翌朝、いつものように5時に起きて、受験勉強をするが一向に頭に入ってこない。
 このまま勉強を続けても意味がないと思い、勉強をやめて、本棚にある本を取り出して読んだりしてみるが、本を読んでいても集中できずに何度も同じところを読んでしまう。

 本を読むのも諦めて、重い気持ちのままダイニングに下りていく。
「おはよう」
 朝食の用意をしている母さんに声をかけた。

「おはよう。どうしたの。なんだか顔が暗いわよ。何かあったの?」
 母さんが僕の顔を見るなり言った。
「別に。寝不足かな」
「本当に?」
「うん」
「だったらいいんだけど」
 母さんはまだ心配そうに僕の顔を見ている。

「本当に大丈夫だから」
 母さんを安心させるために作り笑いをした。
 石野さんは僕の話をちゃんと聞いてくれるだろうか。
そもそも石野さんってどんな子だろう。ヒステリックに叫ばれたり、泣かれたりしたらどうしようとかいろいろなことを思い浮かべてしまう。

「どうしたの? ぼーっとして。やっぱり何かあるの?」
 ご飯茶碗を持って食べずにボーっとしている僕を見て、母さんが心配そうな顔をする。
「ちょっと学校でやらないといけないことがあるから、それが気になってただけだよ。大丈夫だから心配しないでいいよ」
「そう? 何かあるんだったらちゃんと相談してよ」
「わかっているよ」
 あんなことを引き受けるんじゃなかったと後悔しながらご飯を食べて、家を出た。


 午前中の授業は平穏に終わり、昼休みになった。
 石野さんは今日が当番だ。
 休み時間は短いので教室の移動があったりして話す時間がないかもしれないし、トイレに行ったりして席にいないかもしれないから、石野さんに話をしに行くなら昼休みしかない。

 だが、僕はなかなか立ち上がることができなかった。
「どうしたんだ? 早く行かないと食堂いっぱいになるぜ」
紀夫が声をかけてくる。
 僕はいつも昼食は食堂に食べに行く。うちの学校の食堂は安くてボリュームがあり、味もそこそこいいので弁当を持って来ずに食堂で食べる生徒が多い。
 そのため、ちょっと出遅れると並んで相当待たないといけない。
 これまでは一緒に食堂で食べていた紀夫だが、カノジョができてからは、カノジョが弁当を作ってきてくれるので、カノジョといつも一緒にどこかで食べている。

「うん。
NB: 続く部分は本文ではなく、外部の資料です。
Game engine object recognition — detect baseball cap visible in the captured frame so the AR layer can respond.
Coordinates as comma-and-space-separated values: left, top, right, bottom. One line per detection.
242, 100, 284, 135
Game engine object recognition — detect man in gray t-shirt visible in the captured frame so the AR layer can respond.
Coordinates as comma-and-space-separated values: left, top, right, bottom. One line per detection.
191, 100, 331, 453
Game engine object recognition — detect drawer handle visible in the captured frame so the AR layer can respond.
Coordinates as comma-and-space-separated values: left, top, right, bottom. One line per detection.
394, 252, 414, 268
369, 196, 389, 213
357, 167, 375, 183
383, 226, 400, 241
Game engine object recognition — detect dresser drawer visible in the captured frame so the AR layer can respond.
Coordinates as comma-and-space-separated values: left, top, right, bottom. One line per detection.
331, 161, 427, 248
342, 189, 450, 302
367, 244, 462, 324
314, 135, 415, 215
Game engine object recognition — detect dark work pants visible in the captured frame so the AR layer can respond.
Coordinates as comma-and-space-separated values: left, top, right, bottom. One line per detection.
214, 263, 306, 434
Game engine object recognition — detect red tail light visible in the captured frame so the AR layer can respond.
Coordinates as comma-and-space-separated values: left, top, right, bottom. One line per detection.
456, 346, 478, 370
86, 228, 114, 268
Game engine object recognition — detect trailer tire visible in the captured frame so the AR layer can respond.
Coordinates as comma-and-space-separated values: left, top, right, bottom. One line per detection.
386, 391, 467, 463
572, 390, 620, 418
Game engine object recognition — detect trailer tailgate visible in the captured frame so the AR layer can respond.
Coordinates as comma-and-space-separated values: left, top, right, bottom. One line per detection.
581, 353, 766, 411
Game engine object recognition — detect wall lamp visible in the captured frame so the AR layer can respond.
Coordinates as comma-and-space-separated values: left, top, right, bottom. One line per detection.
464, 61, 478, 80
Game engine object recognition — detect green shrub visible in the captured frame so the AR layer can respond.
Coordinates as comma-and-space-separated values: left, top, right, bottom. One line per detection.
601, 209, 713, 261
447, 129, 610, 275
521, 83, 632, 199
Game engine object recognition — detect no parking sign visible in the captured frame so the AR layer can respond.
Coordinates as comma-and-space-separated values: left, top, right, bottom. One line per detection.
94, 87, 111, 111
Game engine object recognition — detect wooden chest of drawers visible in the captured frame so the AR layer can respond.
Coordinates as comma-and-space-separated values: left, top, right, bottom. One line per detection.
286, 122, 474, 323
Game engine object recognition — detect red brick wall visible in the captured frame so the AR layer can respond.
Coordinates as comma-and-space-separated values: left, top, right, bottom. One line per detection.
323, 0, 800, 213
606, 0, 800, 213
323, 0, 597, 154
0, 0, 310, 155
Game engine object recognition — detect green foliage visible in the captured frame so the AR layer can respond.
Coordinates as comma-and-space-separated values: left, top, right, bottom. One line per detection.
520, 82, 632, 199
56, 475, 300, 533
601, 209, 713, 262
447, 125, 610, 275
ちょっと用事があって先にそれを済ませないといけないから」
「だったら、早く済ませた方がいいんじゃないか。昼飯を食う時間がなくなるぜ」
「そうだな。紀夫、石野さんって知ってるか?」
 紀夫は友達が多い。ひょっとしたら石野さんの情報を何か持っているかもしれないと思った。
「石野って、D組のか?」
 僕が頷くと、紀夫の顔が歪んだ。

「直接は知らないが、性格は最悪らしいな。評判悪いぞ。特に、女子に。なんだ石野に用事か? 告りにいくのか?」
 物珍しそうに僕の顔を見る。
「まさか。石野さんは図書委員だからそのことでちょっと話があって……」
「そうか。まあ気をつけてな。あっ、来た。飯食ってくるわ」
 紀夫のカノジョが入口で手を振っているのが見えた。

 なんだ『気をつけてな』というのは?
 石野さんは凶暴そうには見えなかったが、凶暴なのか?
 いきなり噛み付かれたり、殴られたりするのか?
 僕はますます気が重くなっていく。
 なんとか決心をして、やっとの思いで立ち上がると、教室を出た。

 僕は文句を言ったり、突っ込んだり、愚痴ったりするが、それはあくまでも心の中だけで、実際に口に出して言うことはない。
 平和主義者だ。人と喧嘩したり、争ったりしたくない。
 僕が我慢して済むことなら我慢することにしている。
 そして、女子と話すのはすごく苦手だ。話さなくて済むなら話したくない。
 この役目に一番不適任だと思うんだが。

 グズグズと頭の中で色々考えているので、足がなかなか前に進まない。
 A組からD組に行くまでにとてつもない時間がかかってしまった。
 やっとのことで、D組の前に立つ。
 できれば石野さんが昼ご飯を食べに行って席にいないでほしい。
 そうすれば、会えなかったという言い訳ができる。